June 12, 2008
City to Begin Issuing Tickets For Non-Compliance in Junk Car Cases
More than 90 days after the first public hearings were held by the City of Memphis regarding public health and safety hazards at five city residences, significant progress is not being seen in cleaning up the problem areas.
That was the message delivered at the June 5th meeting of the Memphis City Council.
During the citizen participation portion of the meeting Jim McClintic asked what the city’s plans were for following through with the legal process that started at the March public hearings. McClintic noted he and other community members didn’t see sufficient progress being made in alleviating the problems cited more than 90 days ago.

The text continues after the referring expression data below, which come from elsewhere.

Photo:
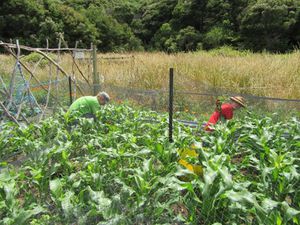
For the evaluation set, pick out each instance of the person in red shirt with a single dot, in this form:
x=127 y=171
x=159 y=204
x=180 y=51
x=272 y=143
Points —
x=224 y=111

Alderman James Parker indicated that the city was prepared to move forward with police action.
“We have given them every opportunity to remedy the problems,” Parker stated. “Some of these people just don’t get it.”
City Attorney David Peppard indicated that the police department has followed the legal process and allowed sufficient time to remedy the issues. If properties remain in non-compliance with city ordinances, he felt it was within the officers’ discretion to begin issuing tickets.

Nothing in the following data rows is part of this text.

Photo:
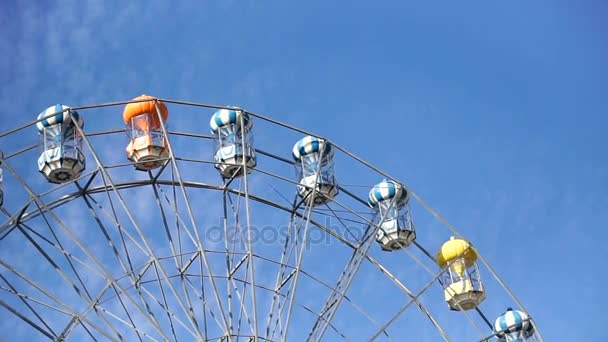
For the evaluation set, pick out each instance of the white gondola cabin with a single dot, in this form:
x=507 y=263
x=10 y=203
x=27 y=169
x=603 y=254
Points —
x=314 y=165
x=147 y=147
x=514 y=326
x=234 y=153
x=463 y=289
x=61 y=159
x=390 y=200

“The city has the legal right to write a ticket every day the property is in non-compliance,” Peppard noted. “In theory each ticket comes with a fine of up to $500.”

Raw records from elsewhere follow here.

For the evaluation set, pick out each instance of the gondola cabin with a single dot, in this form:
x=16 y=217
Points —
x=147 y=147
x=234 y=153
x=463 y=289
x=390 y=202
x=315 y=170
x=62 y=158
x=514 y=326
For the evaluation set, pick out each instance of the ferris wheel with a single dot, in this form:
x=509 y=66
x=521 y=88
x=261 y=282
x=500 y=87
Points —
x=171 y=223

Parker stated he and Alderman Lucas Remley, the city’s two police commissioners, had met with the officers and discussed the issue.
“We realize these five sites are not the only areas not in compliance,” Parker stated. “However, we agreed we want to see these first cases through to completion before beginning any new investigations. Lets make it through the first one, determine the legal results and then move forward.”
Peppard told the council he was confident the city had prosecutable cases in all these instances.
McClintic pointed out that dealers were paying as much as $200 for junk vehicles, noting that should be positive incentive to remove the health hazards.
However the city agreed it may take punitive action to truly remedy the problem.
“If we have a successful prosecution, that may move a lot of things along,” Peppard said.